Look, I’m no fan of the PRC – but I can’t help but recall how NZ’s previous entanglement in ANZUS worked out.
That is to say – we got pressured into fighting in Vietnam, and then left high and dry over the Rainbow Warrior attack because “France is more important than you”.
I’m not necessarily opposed to a good working relationship with the Americans (or the UK, or the Australians) – in fact, quite the contrary, I’m very much in favour of diversifying both our trade and diplomatic links precisely to avoid the consequences of National’s over-egging of the Chinese-held basket.
It’s also definitely the case that we have good history together with all three powers in both multilateral and bilateral terms.
But at the same time, we’ve seen some pretty unimpressive behavior from all three over the past few decades – and I remain to be convinced that being part of a military alliance with them would avoid being tangled up with more of the same.
I’m not even talking about Australia’s attitude toward sending us 501 and/or ISIS-linked Australians unannounced. I was more thinking about things like the Americans, circa 2003, attempting to put the economic screws on us in order to compel us to join the so-called ‘Coalition of the Willing’ that was to undertake their illegal invasion of Iraq.
We’ve also seen, just this past year, how even through the relatively loose intelligence sharing network that is the Five Eyes, considerable pressure can seemingly be put upon New Zealand to march in absolute lock-step with these other countries .. even where our policy, preferences, and principles don’t exactly agree.
It wasn’t enough for New Zealand to issue separate declamations of purported PRC conduct – we had to sign up to the ‘collective’ statement or risk the wroth of foreigners up in arms about us being “New Xi-land”. And who knows what was waved about behind the scenes.
New Zealand’s foreign policy independence has been a hard-won thing. Both in terms of external factors – yet also, importantly, in terms of convincing our own population that it’s actually a worthwhile thing to have. Once upon a time, after all, “Where She Goes, We Go” was the watchword. And even after we were betrayed by Britain some two decades later, people here still didn’t quite get the message that really … we’re on our own.
It took, as I say, the tangible and irrefutable demonstration of these things over several decades to really get most New Zealanders on board with the notion that NZ foreign policy being run in New Zealand’s interests rather than Washington’s or London’s or even Canberra’s … was the ideal way for us to go.
It’s great that we’ve got improving relations with the US and UK – and I’m vaguely hopeful that maybe, just maybe, those long-dangled trade-deals with each of those spheres might finally start to eventuate … eventually …

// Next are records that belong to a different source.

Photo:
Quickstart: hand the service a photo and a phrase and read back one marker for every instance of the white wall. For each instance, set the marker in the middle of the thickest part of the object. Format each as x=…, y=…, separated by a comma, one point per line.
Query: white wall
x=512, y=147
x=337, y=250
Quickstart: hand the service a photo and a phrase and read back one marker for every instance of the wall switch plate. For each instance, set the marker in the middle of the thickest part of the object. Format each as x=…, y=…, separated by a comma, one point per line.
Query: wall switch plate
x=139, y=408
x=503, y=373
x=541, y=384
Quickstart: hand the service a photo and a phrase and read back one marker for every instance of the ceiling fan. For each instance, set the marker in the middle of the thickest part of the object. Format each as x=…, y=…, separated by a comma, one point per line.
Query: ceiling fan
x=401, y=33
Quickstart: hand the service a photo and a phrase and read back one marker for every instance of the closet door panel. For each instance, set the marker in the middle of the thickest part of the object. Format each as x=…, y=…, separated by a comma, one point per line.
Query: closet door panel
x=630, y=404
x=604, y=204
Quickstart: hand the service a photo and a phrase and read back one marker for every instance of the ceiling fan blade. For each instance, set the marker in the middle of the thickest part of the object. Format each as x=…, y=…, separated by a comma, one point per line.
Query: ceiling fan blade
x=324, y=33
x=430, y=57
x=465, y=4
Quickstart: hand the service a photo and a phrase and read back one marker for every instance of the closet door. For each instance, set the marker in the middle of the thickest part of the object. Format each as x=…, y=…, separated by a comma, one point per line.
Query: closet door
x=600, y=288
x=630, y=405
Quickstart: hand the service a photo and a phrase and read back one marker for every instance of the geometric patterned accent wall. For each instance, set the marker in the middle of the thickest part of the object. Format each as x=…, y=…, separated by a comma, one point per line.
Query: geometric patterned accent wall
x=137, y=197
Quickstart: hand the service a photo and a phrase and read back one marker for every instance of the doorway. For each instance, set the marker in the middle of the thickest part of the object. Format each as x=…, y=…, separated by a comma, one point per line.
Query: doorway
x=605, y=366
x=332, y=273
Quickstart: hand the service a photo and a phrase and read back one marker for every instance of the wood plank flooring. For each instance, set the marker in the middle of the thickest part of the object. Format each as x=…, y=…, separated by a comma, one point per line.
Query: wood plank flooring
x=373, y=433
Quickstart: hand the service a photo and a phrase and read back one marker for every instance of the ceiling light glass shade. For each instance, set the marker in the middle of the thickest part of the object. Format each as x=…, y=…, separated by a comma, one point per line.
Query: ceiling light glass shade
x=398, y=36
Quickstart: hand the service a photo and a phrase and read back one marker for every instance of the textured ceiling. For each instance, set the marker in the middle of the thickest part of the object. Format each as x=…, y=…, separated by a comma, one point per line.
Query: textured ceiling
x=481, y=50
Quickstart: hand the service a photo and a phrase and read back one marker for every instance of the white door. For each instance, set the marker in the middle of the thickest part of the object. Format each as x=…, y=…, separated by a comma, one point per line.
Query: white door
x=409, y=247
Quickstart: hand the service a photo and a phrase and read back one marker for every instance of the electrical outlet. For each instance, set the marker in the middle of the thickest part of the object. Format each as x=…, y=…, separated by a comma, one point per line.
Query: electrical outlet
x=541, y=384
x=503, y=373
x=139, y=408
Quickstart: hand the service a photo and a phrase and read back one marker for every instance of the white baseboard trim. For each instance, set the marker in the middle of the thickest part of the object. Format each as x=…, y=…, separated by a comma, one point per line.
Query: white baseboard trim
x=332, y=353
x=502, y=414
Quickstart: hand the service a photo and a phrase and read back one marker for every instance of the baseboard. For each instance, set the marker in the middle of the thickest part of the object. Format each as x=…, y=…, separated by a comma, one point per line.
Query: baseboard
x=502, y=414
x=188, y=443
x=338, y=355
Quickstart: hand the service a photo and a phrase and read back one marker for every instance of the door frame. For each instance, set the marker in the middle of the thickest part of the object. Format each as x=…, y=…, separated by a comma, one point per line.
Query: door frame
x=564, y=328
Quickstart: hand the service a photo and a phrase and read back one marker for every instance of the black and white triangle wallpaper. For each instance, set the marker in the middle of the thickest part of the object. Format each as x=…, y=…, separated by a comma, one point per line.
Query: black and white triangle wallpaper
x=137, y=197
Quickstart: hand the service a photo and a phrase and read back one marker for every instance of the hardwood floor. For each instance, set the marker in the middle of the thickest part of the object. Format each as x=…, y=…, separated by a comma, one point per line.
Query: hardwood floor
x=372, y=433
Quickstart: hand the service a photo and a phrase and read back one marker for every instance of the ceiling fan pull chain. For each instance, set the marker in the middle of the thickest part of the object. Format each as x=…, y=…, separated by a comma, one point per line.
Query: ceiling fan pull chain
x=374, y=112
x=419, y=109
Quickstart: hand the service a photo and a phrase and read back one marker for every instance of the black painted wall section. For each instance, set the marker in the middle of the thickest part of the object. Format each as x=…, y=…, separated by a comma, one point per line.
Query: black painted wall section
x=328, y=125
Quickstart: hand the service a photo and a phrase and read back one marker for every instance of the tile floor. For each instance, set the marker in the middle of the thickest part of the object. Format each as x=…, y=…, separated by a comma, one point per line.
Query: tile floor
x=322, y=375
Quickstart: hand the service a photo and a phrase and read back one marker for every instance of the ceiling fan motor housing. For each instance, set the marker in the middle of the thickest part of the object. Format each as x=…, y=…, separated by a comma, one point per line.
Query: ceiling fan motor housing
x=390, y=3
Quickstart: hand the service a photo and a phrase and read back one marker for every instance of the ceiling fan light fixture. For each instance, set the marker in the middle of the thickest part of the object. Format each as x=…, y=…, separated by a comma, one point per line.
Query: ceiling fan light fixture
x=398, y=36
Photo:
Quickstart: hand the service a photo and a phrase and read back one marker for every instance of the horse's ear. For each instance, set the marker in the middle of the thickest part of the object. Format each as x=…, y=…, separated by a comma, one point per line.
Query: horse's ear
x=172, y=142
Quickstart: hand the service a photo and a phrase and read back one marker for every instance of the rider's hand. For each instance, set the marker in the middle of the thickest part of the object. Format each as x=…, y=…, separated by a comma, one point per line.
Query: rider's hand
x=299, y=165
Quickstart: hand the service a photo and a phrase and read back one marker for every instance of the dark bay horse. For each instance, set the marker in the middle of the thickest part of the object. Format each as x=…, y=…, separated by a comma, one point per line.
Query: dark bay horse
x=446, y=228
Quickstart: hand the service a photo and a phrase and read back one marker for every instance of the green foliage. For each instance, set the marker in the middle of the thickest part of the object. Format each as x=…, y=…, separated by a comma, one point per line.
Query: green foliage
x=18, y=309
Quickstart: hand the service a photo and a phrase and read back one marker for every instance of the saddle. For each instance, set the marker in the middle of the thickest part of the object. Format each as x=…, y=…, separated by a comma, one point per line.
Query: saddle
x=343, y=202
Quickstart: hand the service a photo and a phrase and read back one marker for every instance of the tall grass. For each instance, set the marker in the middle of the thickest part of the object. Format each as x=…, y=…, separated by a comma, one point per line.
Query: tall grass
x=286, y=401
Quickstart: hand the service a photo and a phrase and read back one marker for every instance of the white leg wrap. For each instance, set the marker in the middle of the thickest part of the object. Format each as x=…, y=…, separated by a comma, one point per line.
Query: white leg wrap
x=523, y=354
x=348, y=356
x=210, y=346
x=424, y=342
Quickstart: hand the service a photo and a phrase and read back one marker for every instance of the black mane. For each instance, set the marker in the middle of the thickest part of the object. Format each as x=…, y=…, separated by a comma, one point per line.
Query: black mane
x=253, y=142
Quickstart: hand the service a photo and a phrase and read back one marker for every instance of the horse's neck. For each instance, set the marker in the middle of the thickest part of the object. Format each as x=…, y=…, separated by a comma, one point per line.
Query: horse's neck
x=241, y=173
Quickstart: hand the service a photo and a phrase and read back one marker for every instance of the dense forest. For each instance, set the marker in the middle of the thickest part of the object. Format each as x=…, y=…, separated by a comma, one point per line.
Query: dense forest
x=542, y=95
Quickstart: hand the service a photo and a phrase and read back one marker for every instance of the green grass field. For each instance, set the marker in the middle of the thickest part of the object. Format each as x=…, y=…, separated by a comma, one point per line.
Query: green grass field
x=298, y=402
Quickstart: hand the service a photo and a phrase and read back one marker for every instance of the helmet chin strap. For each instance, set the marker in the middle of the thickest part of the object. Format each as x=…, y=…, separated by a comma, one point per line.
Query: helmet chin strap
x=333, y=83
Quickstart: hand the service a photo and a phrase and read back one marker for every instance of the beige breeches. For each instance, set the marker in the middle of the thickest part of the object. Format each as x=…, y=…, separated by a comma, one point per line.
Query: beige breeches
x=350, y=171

But I do resolutely believe that it’s possible for us to continue to strengthen our friendships with them without tying ourselves to their ankles as the proverbial third (or in this case, fourth) wheel in a three-legged race which occasionally seems to lurch cliffward with reckless aplomb.
As for the Australians, as we so often like to say on both sides of the Tasman – “we’re family”. Even if it occasionally feels like they reckon us to be rather more distant cousins than close-relations.

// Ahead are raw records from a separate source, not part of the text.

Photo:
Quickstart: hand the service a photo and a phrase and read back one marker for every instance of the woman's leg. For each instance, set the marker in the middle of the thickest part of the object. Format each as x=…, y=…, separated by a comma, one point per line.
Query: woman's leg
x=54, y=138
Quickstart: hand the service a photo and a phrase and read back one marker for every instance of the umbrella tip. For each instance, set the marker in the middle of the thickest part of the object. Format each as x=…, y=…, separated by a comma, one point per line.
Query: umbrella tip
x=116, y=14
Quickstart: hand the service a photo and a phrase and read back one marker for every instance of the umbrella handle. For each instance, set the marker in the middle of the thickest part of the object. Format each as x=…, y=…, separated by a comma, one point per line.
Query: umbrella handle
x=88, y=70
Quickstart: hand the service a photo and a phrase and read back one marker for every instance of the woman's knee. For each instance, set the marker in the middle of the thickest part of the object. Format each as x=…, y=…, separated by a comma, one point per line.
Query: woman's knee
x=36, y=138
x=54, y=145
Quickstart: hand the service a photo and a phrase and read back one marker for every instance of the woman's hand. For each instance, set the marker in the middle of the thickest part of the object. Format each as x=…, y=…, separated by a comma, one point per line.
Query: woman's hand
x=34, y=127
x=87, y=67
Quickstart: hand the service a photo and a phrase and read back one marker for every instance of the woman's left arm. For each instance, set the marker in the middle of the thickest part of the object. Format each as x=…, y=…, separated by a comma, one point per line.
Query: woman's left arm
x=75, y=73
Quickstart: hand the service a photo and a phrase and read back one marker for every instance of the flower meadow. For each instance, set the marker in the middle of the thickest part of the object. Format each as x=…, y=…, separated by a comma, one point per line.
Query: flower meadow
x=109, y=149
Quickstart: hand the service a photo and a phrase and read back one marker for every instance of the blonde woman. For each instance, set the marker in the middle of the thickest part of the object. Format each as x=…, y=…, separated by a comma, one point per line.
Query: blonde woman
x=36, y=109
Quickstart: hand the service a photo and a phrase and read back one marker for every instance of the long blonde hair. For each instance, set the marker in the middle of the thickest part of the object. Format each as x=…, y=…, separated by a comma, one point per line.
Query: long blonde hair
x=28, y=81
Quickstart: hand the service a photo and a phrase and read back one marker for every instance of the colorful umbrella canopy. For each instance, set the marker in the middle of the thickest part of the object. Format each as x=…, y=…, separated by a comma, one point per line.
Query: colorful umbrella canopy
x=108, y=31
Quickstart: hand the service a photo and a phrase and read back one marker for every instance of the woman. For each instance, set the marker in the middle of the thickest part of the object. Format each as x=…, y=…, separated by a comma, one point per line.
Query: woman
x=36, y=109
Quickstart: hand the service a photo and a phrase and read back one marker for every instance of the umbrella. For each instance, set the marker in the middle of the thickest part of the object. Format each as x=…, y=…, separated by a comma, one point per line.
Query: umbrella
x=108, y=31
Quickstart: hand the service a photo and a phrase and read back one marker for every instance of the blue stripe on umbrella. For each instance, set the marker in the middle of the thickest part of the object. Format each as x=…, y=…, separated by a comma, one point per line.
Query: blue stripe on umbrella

Having a positive and co-operative regard for each others’ interests does not mean we have to be bound into approving of every single thing they might so happen to do.
In terms of our foreign policy – I genuinely believe that we’re far better served by pursuing just exactly that: our foreign policy, not someone else’s.
We recognize that some certain states are both something to be wary of – and an opportunity for useful engagement. As, funnily enough, do the Australians when they are being honest (seriously – check out the sheer size of their trade with China if you don’t believe me).
And we also recognize that merely because one is powerful does not necessarily make one right or wise – as proven, again, via the Americans’ (and UK’s and Australians’) previous enthusiasm for the invasion of Iraq.
By remaining outside the formal ‘tent’ of AUKUS (a name which, I noted earlier, is apparently phonetically equivalent to ‘Orcus’ – perhaps ominously for a figure of Oaths, Pacts, and the Nether Regions) we do not lose the ability to co-operate and engage productively with those who are inside said tent where it would clearly be both principled and of use to do so.
We don’t stop being friends (and/or family) with various of these polities simply because we’ve not chosen to join the group-marriage.
It simply means – we don’t give up our freedom to do the right thing as we perceive it, when we perceive it to be so.
A situation and scenario wherein, both in our own terms and in broader terms than ours, I do suspect that New Zealand’s critical judgement has proven rather more reliable than certain other powers of far greater heft from time to time.